Sujetándola con fuerza, retorciéndose de dolor, Chu Xuyao comenzó a embestirla violentamente sin piedad. Esta vez, penetró profundamente en su maceta; cada embestida le causaba a Rongyue un dolor insoportable, pero a Chu Xuyao también le proporcionaba un placer intenso, casi extático.
"¿Es que no sabes gemir en la cama? ¡No quiero a alguien con quien cambiaría pareja por un trozo de madera!"
"¡Liu Rongyue! ¿No puedes darme ninguna respuesta?!"
"¡Liu Rongyue, ¿por qué sigues siendo tan rematadamente horrible?!"
"Liu Rong Yue ..."
...
El tintineo de los grilletes continuó durante medio día y una noche, hasta el amanecer del día siguiente, cuando finalmente cesó el sonido de los grilletes chocando entre sí.
Tras liberar las piernas encadenadas de Rongyue, Chu Xuyao se bajó de él con una expresión de satisfacción, recogió su ropa del suelo, se vistió y luego miró con fría burla el cuerpo de Rongyue, semejante al jade, que yacía en la cama.
"Tu cuerpo luce tan marchito, ¡pero nunca esperé que tuviera un sabor tan exquisito!
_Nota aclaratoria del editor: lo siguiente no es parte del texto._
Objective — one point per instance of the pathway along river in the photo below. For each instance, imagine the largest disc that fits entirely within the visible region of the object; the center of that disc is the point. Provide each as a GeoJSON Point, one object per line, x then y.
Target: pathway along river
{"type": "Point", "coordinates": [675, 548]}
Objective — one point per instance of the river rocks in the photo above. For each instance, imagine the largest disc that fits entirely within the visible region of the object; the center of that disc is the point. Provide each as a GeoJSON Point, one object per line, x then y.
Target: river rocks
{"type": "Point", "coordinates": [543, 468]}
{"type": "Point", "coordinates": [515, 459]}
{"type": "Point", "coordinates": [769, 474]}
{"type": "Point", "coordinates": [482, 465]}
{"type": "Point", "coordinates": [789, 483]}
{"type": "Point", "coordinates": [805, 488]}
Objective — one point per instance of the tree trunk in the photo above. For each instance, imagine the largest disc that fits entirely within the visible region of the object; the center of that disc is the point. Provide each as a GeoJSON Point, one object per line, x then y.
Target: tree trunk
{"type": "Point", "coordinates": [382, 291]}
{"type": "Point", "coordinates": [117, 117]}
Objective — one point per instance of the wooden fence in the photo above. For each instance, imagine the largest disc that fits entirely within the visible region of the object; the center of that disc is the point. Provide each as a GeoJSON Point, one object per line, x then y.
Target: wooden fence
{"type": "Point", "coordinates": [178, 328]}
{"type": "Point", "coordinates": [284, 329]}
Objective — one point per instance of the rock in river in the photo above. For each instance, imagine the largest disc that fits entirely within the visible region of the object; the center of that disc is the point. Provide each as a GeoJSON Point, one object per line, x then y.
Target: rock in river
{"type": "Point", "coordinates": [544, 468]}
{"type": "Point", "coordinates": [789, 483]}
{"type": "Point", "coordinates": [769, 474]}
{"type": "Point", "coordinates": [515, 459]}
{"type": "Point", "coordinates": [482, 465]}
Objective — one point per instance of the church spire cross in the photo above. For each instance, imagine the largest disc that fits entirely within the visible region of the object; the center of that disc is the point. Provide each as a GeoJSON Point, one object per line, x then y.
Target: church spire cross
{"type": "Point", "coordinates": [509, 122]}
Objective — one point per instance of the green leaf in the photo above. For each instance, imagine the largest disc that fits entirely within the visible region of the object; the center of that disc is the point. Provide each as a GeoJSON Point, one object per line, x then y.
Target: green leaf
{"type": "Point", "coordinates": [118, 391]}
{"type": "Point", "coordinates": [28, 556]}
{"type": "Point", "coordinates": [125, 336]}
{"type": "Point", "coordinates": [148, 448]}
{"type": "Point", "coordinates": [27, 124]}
Liu Rongyue, para ser honesto, ¡realmente tienes madera de zorra!"
Con sus ojos almendrados bien abiertos, aturdida, Rongyue miraba fijamente al techo, inmóvil como si estuviera muerta.
La apariencia de Rongyue, medio muerto, lo enfureció: "¿A quién intentas impresionar con este acto de muerte? ¿A Dongfang Yao? ¿O a Dongfang Lie...?"
"¿Cumplirás tu palabra, verdad?" Una voz fría surgió repentinamente de la cama, interrumpiendo las descabelladas especulaciones de Chu Xuyao.
Chu Xuyao arqueó una ceja, reflexionando sobre lo que había dicho.
"No atacaremos a la familia Murong."
Una ira indescriptible surgió repentinamente en su corazón: "¿Crees que tienes derecho a negociar conmigo ahora? ¡Liu Rongyue, te sobreestimas!"
Una sonrisa conmovedora apareció de repente en su pálido rostro: "Je, me sobreestimé... Sí, tienes razón, me sobreestimé, me sobreestimé, qué tonta fui..."
"Tú..." Esa risa le dolió en el alma. Sin atreverse a indagar en el significado de ese dolor, agitó la manga y salió corriendo por la puerta como si huyera.
Las risas cesaron abruptamente en el momento en que Chu Xuyao salió del palacio. Con la mirada aún fija en el techo, Rongyue exclamó con indiferencia: "¡Sal!".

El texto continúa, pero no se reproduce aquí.